I've had problems with Milwaukee, I took it into there shop right here in town. They hooked it up to a machine and could tell when it was first charged and replaced it on the spot, no questions asked. I have nothing but good things to say about Milwaukee customer service. Bosch is the same way. I had 360D radio take a dive and they sent me a new one within a week.


----------



## betrbilt99 (Oct 11, 2013)

Mike, if you hold down the button for three sec. (button for checking batt level) it will send up a series of flashes; those will be the same series every time, each batt seems to be different, so it may be a "manual" code for testing without the "machine" they hook batts up to. Not sure, but I gather that would req a code key to decipher message.

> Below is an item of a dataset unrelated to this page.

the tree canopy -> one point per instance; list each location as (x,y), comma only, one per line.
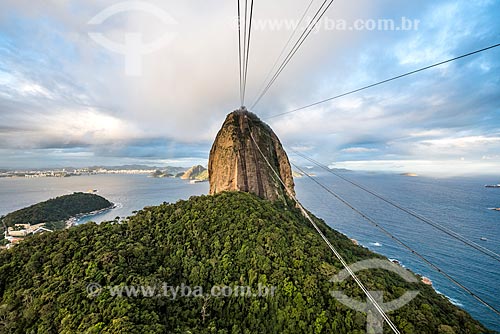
(229,239)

Thank you for input, I will see about taking battery in to service ctr.

Rob
ASC Building Solutions


----------



## CO762 (Feb 22, 2010)

I've had mine for about 3 years and not had any problems.


----------



## Calidecks (Nov 19, 2011)

CO762 said:


> I've had mine for about 3 years and not had any problems.


Same here.


----------



## Golden view (Feb 16, 2012)

Between me and another guy we've had two of the old non red lithiums quit but my 4 red lithium ones have gotten far more use and are still fine. Also still have two old style ones that are still kicking and in use.


----------



## Golden view (Feb 16, 2012)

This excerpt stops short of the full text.